Genuine entrepeneurship. Picture: Wikipedia

Genuine entrepeneurship. Picture: Wikipedia

Although aviation is quite a capital intensive industry, and therefore with relatively high barriers of entry and a concentrated structure, there is something in it that seems to attract all sort of entrepreneurial types...and no, I am not talking here about the likes of Richard Branson or Stelios Haji-Ioannu, but about a myriad of smaller scale intitiatives across Europe that aim to strenghten then links between the aviation and the startup Worlds.

In fact the competitive nature of the travel industry provides a powerful incentive to innovate constantly and the large players often turn to young startups to enhance specific aspects of their operations or to improve the passenger experience.

We have talked already in this blog about Airbus BizLab, an accelerator to support aviation-related startups that the European aircraft manufacturer launched earlier this year in Toulouse and has since kept growing with new branches in Hamburg, Airbus' second home, and, now, also Bangalore, India's "tech capital".

In The Netherlands, Schiphol airport has joined forces with KLM and the likes of TU Delft, a technical university, NS, the Dutch railways, the Port of Amsterdam and private firm NBI Investors to create and manage a venture fund that invests in startups that focus on solving transport and logistics challenges.

It has already launched two funds, Mainport Innovation Fund I and II, that has invested in a portfolio of companies that range from FastTrack, a company that aims to turns checked-in luggage into connected devices, to Robin Radar Systems, that develops systems to detect migrating birds in the proximity of airports and wind power generators.

There is no doubt that startups are hot, and airlines know this...while supporting entrepreneurship might result in some tangible benefits, it also makes for marketing and pr material...take for example Turkish Airlines' initiative to allow entrepreneurs to pitch business class passengers through the inflight entertainment system, or Vueling organizing an in-flight entrepreneur networking event, as well as a mobile apps hackaton.

The most recent startup event organized by an airline in Europe might have been the "Future of Travel" hackaton (the title is quite self-explanatory, I think) that was organized by Finnair, Finavia (operator of Helsinki's Vantaa international airport) and technology firm Reaktor, as part of Junction, a broader 48-hour hackaton that, in turn, runs in parallel to the large Slush startup and technology conference.

The winners of Future of Travel were Codercoded, with an idea to tackle fear of flying.

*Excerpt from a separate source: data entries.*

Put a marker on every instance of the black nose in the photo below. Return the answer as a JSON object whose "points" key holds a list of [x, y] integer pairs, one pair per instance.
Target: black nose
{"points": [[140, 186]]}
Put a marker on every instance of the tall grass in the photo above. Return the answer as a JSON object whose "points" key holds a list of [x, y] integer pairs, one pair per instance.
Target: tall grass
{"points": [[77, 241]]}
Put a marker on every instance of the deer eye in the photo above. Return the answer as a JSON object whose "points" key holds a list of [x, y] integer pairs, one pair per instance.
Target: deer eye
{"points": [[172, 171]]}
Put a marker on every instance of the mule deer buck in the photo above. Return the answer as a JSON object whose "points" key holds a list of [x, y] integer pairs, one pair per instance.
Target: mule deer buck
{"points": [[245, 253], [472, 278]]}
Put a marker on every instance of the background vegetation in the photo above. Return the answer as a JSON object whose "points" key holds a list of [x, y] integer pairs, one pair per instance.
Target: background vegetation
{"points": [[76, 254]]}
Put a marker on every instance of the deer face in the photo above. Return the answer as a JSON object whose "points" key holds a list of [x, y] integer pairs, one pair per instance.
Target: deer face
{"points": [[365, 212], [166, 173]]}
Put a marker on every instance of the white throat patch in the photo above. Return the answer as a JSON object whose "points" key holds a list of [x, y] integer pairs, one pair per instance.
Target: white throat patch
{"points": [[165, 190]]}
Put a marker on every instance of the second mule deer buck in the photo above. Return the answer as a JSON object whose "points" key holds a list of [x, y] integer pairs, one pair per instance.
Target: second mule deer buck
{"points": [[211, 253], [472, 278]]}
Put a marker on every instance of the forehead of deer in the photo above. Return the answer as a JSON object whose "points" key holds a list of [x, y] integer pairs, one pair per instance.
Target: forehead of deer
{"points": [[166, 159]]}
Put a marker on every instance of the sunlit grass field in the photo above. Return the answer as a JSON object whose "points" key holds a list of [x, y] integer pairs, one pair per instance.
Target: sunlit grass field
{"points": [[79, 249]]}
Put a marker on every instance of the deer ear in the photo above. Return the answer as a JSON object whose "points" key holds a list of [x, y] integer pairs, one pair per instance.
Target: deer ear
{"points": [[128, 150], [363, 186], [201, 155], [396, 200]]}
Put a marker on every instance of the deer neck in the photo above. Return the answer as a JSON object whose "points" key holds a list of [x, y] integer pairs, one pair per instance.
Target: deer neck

Now, if you are reading this blog the odds are that you like airplanes and flying, so aviophobia might not be a problem comes immeditately to your mind, however it is quite a major issue for many...just as an example, in a recent flight out of Moscow, I had to assuage the concerns of an old Russian lady seating next to me that was absolutely terrorized every time the Airbus A320 registered the slightest vibration, the type of very subtle movement that you might not even register, was she was obviously feeling magnified...

The guys at Codercoded aim to deploy some tricks to make of aviophobia, at least a manageable issue. What they do propose? For example, they come up with ways to communicate with scared passengers and explain them every "suspicious" sound. They also present ways the crew could assess the mood onboard so that they can take any measures to reduce anxiety preventively.

You can check it out in this video:

By the way, I am seeing more and more startups focused on makling mood maps,the  business model remains unclear to me, but there is certainly a bunch of people looking into it, so sooner or later expect something to come up in this field!